To recap, DFI has been been actively reshaping its business portfolio to focus on operating control and improving return on capital employed (ROCE) and total shareholder return (TSR). Over the past few years, it has streamlined operations by divesting low-margin, low-advantage businesses, particularly the food segments in SEA.

“The exit from associate stakes in Yonghui and Robinson Retail Holdings Inc (RRHI) means that operations are now largely within management’s control. Looking ahead, we see ample scope to drive earnings growth by improving operational efficiencies of over US$100 milion, in line with the dual targets of ROCE and TSR uplift,” say Chee and Sim, expecting every 0.1 percentage point (ppt) improvement in operating margins to result in about 2.2% upside to FY2026 Patmi.

The analysts have estimated FY2025 earnings to be at US$269 million, near the high end of management’s guidance, supported by higher contribution from Maxim’s and lower net interest expenses.
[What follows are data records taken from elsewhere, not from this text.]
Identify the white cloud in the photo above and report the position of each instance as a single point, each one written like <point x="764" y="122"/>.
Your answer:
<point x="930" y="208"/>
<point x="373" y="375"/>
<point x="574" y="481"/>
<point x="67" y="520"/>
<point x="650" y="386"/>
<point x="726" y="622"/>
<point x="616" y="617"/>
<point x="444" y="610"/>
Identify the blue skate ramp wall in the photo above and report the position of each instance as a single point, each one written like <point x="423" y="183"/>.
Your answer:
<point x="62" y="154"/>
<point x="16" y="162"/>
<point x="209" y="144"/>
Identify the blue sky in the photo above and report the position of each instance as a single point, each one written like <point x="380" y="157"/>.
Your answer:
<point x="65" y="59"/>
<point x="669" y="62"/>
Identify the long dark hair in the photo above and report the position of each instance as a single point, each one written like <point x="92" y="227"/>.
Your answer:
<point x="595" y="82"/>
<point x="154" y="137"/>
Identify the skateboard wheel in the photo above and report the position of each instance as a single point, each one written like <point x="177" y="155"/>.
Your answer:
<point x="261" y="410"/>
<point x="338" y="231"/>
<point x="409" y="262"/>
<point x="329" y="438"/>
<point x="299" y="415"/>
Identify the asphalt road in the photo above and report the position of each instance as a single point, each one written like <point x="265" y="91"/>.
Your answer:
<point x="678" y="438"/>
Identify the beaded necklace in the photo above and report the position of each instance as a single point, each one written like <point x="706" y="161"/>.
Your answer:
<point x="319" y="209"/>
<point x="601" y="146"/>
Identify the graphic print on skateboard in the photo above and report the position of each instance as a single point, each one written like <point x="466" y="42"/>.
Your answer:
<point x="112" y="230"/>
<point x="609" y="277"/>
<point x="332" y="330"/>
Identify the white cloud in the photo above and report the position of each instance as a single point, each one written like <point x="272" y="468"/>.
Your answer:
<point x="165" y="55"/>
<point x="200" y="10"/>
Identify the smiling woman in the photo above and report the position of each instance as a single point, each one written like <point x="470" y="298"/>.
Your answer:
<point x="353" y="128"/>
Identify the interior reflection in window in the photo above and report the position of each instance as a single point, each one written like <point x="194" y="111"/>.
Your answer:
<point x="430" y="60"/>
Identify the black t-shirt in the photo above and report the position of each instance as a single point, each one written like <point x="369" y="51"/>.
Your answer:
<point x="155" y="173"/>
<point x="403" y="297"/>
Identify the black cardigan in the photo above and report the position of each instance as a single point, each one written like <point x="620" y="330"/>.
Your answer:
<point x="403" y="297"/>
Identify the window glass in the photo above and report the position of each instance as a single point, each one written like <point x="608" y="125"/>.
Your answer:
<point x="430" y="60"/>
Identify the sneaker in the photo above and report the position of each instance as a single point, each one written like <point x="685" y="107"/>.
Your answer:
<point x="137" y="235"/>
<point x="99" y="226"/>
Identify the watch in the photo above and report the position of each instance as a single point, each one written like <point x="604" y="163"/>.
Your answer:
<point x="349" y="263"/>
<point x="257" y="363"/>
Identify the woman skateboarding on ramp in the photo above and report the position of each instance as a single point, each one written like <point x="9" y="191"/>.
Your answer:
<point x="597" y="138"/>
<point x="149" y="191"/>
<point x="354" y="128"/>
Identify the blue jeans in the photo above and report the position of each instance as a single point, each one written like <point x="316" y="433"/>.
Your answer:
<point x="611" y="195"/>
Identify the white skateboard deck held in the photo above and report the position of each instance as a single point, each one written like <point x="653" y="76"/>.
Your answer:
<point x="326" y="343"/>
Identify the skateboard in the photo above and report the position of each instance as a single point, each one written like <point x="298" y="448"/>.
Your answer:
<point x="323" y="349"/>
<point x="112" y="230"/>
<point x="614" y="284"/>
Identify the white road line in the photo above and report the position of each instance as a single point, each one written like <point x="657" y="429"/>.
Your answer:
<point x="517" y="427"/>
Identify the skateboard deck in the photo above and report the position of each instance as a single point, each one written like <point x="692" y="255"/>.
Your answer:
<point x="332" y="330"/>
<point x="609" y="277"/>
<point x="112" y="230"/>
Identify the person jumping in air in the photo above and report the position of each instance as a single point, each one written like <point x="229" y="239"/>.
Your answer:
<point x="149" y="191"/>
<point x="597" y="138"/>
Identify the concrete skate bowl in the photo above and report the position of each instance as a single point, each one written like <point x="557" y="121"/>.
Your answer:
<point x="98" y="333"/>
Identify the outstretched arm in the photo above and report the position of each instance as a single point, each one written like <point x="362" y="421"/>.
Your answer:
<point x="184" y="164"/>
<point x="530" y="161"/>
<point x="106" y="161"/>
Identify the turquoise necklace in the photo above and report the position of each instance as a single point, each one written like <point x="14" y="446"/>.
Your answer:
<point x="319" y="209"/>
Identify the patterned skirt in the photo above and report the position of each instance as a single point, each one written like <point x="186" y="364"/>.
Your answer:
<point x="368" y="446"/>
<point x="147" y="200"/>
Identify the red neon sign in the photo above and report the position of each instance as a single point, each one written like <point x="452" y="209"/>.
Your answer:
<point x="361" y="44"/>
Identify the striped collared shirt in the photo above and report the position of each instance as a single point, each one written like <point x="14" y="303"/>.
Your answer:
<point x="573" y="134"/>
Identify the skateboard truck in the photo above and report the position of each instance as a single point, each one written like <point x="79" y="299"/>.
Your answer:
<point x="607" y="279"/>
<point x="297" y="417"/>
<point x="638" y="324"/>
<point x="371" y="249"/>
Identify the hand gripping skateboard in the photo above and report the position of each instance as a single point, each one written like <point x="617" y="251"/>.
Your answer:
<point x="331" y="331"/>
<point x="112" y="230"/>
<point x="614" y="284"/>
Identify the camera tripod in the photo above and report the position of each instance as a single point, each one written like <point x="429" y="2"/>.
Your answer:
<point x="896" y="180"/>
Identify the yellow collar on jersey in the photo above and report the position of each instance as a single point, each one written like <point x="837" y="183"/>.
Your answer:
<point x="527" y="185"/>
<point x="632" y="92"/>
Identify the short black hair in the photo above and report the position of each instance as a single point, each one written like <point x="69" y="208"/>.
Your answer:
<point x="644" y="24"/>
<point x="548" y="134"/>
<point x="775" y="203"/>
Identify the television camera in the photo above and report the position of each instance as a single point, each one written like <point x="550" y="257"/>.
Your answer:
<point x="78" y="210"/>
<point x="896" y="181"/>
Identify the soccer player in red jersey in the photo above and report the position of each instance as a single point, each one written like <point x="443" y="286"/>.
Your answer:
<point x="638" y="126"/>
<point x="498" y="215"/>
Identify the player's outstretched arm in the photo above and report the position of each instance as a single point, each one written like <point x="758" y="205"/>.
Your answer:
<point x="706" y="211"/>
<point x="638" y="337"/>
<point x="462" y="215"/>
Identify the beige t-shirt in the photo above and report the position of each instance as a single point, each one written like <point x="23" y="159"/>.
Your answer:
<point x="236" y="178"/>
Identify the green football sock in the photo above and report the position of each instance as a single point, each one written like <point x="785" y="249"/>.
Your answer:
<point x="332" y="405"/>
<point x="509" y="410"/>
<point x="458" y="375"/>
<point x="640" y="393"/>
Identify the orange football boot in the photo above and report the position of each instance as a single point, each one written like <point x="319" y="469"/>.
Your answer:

For FY2026, they anticipate further margin expansion for the remaining businesses and continued interest savings, driven by a full-year impact from lower debt levels and reduced lease liabilities following the sale of DFI’s food business in Singapore.

See also: RHB lowers Marco Polo Marine’s target price by 1 cent as it lowers FY2025 - FY2027 earnings estimates

“These factors are expected to more than offset the US$14million FY2025 earnings contribution lost from the RRHI disposal,” say the analysts.

Post the RRHI and Giant Singapore sale, DFI is sitting on significant cash reserves and are expected to spend them on reinvestments, special dividends and potential mergers and acquisitions (M&A).

“Our screen of potential M&A targets that are a good strategic fit remain expensive, with elevated PE multiples and book value premiums. If consummated at premium valuations, risk of goodwill write-offs is elevated,” say the analysts, as they believe a more prudent and value-accretive approach is to reinvest in existing operations to enhance efficiency, while maintaining a manageable special dividend payout of 10 US cents over the next few years as the company awaits better opportunities.

As at 3.30pm, shares in DFI are trading 5.26% higher for the day at US$2.80.